We rejoice in you being restored to communion, and heartily approve of Fr. Marks thinking on the subject. Truly, the letter of the law is to be respected, but the spirit is what is essential.

Please pray for us. In case I didn’t mention it before, we sent you 25 calendars about a week before Western Christmas.

With love in Christ,
Unworthy Priest-monk Seraphim

P.s. We’ve just received your new letter on the subject of Metr. Philaret’s ruling. Could you send us a copy of the English and Russian text, with signature of the Metropolitan? (If there is no such Russian text, I don’t see how the ruling can be believed; the Metropolitan does not understand English.)

We agree with your comments on the situation, and indeed all sound elements in the Church think that way. The policy of our bishops has always been to speak the truth loudly for all to hear, but to leave the question of interjurisdictional relations to take care of itself on the local level.

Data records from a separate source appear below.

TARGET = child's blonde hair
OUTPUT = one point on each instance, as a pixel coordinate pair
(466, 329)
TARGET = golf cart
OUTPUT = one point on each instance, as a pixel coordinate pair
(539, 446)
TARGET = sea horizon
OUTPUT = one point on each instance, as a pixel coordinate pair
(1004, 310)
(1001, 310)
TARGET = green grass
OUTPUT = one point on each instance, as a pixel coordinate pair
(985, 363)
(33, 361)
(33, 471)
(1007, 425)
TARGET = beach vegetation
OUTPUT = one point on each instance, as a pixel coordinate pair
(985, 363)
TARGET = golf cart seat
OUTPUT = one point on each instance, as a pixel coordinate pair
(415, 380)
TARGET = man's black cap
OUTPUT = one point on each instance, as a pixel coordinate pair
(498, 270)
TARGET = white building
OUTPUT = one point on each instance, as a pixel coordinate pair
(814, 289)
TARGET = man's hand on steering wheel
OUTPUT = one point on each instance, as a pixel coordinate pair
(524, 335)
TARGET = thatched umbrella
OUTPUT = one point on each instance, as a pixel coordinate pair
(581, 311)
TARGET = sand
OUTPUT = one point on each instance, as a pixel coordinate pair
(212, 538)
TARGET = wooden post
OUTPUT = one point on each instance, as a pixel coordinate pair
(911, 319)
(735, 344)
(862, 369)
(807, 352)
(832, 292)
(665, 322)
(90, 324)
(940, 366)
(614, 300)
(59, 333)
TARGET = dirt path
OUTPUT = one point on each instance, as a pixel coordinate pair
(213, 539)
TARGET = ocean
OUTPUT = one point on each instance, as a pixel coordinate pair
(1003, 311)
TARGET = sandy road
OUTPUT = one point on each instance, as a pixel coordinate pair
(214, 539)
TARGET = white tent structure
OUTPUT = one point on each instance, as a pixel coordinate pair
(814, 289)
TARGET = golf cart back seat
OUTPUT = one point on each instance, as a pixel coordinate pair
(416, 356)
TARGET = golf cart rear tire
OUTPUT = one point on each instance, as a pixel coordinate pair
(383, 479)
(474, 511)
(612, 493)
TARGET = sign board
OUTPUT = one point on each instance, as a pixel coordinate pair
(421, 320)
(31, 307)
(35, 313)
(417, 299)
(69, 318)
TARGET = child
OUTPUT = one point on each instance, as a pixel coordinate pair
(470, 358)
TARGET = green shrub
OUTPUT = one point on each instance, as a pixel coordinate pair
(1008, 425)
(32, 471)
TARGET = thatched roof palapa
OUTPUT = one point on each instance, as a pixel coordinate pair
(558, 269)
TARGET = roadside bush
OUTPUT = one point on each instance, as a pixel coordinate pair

Some of our clergy have no contact with other jurisdictions, but others do, and this has caused no problem until now.

In any case, any ruling directed to clergy need not concern laymen, who certainly should be able to continue praying with those in other jurisdictions and to visit their churches.

We are in contact with several Greek Old-Calendar clergy, who tell us of the disastrous effects of their bishops’ rulings made in the name of “strictness” which only produce discord, and we are as concerned as you about this. Please keep us informed.